I think I have tracked down the source of the ugly spotting and blotching on many of my Phalaenopsis leaves - mites. I thought I was familiar with red spider mite attacks, and I can usually just about see the little blighters with the naked eye, but it appears that there is a new mite in town that I can't see with the naked eye, and it has been wreaking havoc among my Phalaenopsis (but only my Phalaenopsis, so far as I can see). I had assumed that the damage must be fungal (the visible damage almost certainly is a secondary fungal attack), but having seen the classic silvery appearance of the foliage and flower spikes, I am almost certain it is a mite problem I have. They seem to like P. mannii and amboinensis and their hybrids the best, and seem to leave P. violacea and its hybrids alone altogether. Very odd. I have sprayed with an insecticide to which I have added some soft soap to help with leaf coverage and soap has anti pest properties of its own, as I have discussed in earlier posts. I will spray again at the next watering cycle to catch any eggs hatching, and will continue to spray until I am certain that subsequent generations have been killed.

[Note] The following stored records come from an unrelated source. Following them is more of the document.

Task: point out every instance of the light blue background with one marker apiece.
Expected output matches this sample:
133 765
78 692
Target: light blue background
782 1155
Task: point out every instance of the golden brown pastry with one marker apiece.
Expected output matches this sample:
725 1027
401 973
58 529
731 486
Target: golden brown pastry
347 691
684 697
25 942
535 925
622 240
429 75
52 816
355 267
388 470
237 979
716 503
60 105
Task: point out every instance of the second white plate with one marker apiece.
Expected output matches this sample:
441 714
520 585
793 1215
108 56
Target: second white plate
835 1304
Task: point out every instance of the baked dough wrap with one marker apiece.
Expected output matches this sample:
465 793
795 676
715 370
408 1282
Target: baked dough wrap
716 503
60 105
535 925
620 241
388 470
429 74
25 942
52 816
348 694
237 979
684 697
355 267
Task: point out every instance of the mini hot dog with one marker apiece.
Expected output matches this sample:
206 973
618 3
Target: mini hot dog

It all seems doom and gloom, doesn't it? Not so, I'm pleased to say. I am now much less concerned about virus being present in my collection, as I am almost convinced that most problems are environmental and fungal. I have fitted a fine net curtain at the growroom window so I can leave it open without fear of letting lots of pests in, and the result is that I have had no aphids at all this season, so that is a definite improvement on previous years.